Prof. Me. Paulo Vitor Souza da Luz
A imagem de Nossa Senhora do Amparo pode carregar, em vez de um cetro real, um fuso de fiar — símbolo da devoção operária em Valença-BA. Este texto investiga como essa interpretação popular ressignifica a iconografia mariana.
A iconografia de Nossa Senhora, em suas diversas representações, frequentemente recorre ao uso de elementos que expressam atributos simbólicos associados à realeza, à maternidade e à intercessão divina. Entre esses elementos, destaca-se o cetro, comumente colocado na mão direita da imagem, como signo de autoridade espiritual e soberania celestial. No entanto, no caso específico da imagem de Nossa Senhora do Amparo, presente na cidade de Valença-BA, observa-se uma peculiaridade: o objeto empunhado pela santa, embora à primeira vista remeta à forma de um cetro, é interpretado por muitos devotos como um fuso – instrumento tradicionalmente utilizado no processo de fiação em teares manuais.

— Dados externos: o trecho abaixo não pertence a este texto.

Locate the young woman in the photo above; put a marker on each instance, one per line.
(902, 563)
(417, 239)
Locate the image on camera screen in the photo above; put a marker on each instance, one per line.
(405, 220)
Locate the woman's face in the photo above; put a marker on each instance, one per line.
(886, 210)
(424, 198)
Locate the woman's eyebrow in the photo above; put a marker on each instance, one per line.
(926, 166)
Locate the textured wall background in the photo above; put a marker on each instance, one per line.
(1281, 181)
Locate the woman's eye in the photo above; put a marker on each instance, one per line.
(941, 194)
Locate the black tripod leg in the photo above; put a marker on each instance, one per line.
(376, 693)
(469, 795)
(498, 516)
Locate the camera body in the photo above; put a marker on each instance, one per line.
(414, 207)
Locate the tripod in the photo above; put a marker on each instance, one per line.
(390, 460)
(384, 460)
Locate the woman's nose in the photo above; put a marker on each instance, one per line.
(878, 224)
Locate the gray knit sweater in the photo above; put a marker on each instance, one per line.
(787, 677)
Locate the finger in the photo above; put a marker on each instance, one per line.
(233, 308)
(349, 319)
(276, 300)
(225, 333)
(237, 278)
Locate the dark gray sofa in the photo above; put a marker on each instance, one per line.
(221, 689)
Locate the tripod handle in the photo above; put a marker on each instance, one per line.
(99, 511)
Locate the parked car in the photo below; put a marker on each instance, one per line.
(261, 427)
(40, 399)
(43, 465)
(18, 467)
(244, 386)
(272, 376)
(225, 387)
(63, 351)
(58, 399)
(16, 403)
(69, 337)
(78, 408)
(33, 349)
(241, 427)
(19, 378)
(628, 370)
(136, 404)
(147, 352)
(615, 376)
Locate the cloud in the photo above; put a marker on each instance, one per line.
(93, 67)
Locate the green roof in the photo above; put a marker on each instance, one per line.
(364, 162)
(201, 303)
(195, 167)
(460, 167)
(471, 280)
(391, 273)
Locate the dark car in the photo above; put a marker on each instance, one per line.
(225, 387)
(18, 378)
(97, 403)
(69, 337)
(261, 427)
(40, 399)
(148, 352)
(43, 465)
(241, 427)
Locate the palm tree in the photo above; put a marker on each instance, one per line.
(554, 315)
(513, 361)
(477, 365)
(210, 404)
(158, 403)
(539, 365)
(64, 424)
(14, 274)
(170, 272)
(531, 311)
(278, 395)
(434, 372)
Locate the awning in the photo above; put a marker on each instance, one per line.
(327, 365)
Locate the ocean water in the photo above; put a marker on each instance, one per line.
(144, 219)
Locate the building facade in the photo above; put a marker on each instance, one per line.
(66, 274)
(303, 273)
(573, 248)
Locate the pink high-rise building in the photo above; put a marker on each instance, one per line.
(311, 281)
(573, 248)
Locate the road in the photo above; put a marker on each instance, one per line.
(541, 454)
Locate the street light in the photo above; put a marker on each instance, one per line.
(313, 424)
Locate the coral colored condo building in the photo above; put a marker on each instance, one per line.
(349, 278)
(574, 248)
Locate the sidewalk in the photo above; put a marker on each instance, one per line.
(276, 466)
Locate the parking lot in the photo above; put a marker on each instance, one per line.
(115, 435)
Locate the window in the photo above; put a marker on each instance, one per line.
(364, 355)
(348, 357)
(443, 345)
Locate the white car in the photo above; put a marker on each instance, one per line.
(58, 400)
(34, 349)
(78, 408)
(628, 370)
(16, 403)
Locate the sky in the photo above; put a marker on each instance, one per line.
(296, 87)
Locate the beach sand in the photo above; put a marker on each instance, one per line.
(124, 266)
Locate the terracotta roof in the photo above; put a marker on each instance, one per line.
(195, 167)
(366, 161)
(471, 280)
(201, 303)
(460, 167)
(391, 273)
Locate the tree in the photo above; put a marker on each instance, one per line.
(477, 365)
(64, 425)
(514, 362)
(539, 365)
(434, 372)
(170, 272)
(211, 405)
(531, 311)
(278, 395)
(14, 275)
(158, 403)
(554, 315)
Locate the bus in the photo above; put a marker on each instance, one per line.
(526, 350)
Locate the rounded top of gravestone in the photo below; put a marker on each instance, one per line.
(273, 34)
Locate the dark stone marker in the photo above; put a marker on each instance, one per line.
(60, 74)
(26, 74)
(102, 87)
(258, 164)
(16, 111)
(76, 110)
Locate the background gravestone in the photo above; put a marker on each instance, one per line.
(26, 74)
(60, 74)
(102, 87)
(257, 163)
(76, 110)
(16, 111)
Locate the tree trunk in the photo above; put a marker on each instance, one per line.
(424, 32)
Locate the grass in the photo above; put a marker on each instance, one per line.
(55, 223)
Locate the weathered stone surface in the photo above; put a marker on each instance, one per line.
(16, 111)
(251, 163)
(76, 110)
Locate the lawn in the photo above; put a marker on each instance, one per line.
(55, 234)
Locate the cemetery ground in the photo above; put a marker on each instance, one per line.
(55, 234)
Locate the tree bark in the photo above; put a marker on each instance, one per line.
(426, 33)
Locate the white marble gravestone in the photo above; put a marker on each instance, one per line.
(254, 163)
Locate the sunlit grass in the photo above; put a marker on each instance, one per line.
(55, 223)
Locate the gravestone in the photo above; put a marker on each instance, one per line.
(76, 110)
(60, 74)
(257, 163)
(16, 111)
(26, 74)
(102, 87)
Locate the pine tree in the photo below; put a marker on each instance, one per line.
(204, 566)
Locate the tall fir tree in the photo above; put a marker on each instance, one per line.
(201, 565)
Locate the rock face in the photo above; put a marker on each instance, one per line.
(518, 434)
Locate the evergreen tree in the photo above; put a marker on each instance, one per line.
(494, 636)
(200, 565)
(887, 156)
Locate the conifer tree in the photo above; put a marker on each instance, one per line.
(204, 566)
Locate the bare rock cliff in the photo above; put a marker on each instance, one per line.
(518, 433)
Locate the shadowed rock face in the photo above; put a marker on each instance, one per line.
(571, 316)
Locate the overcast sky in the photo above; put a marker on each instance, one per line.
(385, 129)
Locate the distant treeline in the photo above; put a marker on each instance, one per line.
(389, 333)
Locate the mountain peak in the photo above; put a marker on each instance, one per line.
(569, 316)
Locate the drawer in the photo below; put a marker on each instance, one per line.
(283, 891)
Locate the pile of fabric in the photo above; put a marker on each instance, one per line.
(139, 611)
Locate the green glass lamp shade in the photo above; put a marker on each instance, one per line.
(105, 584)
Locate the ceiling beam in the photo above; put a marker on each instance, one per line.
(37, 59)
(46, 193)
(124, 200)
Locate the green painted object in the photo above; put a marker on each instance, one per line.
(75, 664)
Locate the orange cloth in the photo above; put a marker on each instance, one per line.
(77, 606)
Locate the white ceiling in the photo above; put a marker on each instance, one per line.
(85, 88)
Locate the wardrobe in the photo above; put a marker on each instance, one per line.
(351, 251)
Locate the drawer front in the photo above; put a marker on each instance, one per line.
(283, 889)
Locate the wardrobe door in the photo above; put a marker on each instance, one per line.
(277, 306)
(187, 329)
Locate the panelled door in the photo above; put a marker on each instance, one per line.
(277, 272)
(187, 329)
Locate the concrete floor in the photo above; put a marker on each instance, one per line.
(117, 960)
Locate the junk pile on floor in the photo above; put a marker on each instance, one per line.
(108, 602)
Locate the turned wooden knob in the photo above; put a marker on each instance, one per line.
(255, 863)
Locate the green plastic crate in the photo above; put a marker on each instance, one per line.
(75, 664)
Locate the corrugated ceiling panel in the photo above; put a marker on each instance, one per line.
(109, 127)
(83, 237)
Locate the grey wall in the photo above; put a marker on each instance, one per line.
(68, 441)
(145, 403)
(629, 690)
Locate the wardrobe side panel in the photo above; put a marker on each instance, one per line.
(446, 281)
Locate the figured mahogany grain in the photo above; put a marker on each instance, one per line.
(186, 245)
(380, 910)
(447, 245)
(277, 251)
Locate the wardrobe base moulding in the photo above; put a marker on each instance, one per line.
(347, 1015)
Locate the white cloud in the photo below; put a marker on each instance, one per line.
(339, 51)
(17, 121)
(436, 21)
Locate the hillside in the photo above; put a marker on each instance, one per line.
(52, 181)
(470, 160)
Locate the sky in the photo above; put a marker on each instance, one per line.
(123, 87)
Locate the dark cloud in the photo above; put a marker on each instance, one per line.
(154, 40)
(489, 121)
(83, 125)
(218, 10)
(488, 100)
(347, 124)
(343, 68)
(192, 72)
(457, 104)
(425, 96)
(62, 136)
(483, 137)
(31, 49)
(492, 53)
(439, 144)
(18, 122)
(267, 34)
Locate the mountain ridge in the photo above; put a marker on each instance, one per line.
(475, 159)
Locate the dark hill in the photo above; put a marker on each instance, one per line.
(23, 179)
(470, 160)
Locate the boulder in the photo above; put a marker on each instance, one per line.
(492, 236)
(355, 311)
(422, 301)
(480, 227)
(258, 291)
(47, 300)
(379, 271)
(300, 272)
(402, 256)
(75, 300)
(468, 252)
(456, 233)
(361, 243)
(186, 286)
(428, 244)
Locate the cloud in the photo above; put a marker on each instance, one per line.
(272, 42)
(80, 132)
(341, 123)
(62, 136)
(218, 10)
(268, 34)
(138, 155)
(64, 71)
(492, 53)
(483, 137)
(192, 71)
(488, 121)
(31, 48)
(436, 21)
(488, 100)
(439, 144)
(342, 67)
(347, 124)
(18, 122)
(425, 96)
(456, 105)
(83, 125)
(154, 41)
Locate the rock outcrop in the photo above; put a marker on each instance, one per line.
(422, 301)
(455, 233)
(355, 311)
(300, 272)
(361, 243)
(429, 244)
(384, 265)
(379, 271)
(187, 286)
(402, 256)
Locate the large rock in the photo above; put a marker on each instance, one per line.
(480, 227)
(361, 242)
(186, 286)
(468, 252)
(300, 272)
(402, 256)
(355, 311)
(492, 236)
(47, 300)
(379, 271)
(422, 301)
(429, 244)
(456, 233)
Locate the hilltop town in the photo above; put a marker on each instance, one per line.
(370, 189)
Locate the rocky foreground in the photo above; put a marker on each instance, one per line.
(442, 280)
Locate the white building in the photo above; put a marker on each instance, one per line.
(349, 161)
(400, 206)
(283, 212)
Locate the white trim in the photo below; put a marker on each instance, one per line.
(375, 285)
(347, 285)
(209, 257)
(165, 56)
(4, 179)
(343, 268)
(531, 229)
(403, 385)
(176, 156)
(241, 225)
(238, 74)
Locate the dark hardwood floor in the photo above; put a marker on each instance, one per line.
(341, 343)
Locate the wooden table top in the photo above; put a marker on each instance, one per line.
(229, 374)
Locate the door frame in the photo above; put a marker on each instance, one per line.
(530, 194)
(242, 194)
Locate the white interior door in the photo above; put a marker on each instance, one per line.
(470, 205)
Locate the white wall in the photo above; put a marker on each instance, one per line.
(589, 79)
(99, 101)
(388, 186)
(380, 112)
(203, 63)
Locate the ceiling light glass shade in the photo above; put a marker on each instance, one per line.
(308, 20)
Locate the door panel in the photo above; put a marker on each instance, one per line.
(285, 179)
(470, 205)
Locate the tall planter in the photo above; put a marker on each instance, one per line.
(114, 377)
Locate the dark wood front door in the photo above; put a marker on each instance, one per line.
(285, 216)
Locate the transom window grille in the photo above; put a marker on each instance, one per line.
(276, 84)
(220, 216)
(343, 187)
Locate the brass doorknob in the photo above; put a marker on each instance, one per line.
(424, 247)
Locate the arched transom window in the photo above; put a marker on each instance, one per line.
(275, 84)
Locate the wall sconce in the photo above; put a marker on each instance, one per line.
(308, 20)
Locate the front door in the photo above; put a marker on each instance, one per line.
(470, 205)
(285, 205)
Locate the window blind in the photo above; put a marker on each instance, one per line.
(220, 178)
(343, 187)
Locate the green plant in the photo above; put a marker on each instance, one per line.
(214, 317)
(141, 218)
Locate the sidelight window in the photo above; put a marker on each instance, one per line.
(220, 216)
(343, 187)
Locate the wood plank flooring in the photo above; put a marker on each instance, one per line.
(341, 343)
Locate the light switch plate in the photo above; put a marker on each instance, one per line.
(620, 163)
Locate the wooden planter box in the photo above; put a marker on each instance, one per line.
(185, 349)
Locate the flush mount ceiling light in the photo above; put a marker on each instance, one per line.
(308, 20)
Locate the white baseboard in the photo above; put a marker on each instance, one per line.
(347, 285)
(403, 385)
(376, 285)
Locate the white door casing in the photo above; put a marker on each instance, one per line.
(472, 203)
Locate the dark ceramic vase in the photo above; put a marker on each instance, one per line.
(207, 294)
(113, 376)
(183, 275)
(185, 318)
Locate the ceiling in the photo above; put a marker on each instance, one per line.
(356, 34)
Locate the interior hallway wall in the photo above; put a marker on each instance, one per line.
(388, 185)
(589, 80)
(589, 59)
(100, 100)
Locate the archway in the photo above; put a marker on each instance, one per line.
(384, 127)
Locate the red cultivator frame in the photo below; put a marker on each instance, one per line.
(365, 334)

Trata-se de uma imagem barroca provavelmente do século XVIII, cujo valor devocional foi apropriado e ressignificado ao longo do tempo, sobretudo a partir da constituição da Companhia Valença Industrial (CVI), no século XIX. A partir de então, a devoção à Nossa Senhora do Amparo passou a ser progressivamente identificada com a classe operária local, sendo ela proclamada, em âmbito popular, como "Padroeira dos Operários". Nesse contexto, a peça empunhada pela imagem adquire novo significado, não só apenas, ou não mais, como símbolo de realeza, mas como emblema do labor fabril, estabelecendo uma forte associação entre a santa e a fábrica.
Em pesquisa iconográfica, ao comparar a peça de madeira dourada sustentada pela imagem com exemplares históricos de fusos utilizados em tecelagens, nota-se uma semelhança significativa em termos de forma, proporção e acabamento. Ainda que se reconheça a diversidade formal dos fusos – variando de acordo com o artesão, a região de produção e o período histórico –, o objeto em questão apresenta características compatíveis com esse tipo de instrumento, o que reforça a hipótese de uma leitura alternativa da iconografia.
Essa leitura não nega o conteúdo simbólico tradicional da imagem mariana, mas amplia sua capacidade de significação, incorporando elementos da história social e do cotidiano dos trabalhadores. Assim, o suposto fuso torna-se um signo que expressa não apenas a presença da Virgem no universo celestial, mas sua proximidade com a vida concreta das mulheres e homens que compunham o operariado valenciano. A imagem, portanto, assume uma dimensão dialógica, capaz de articular o sagrado e o cotidiano.
Atribuir à imagem de Nossa Senhora do Amparo um fuso em lugar do cetro é, em última instância, uma forma de reinscrever a devoção mariana no espaço da fábrica, vinculando-a à experiência de fé das classes trabalhadoras. É também um exemplo expressivo de como os sujeitos populares reelaboram os símbolos religiosos a partir de suas próprias vivências e inserções históricas. Nesse sentido, a imagem da padroeira se constitui como um objeto de memória, onde se cruzam a arte sacra, a história do trabalho e as formas de religiosidades populares.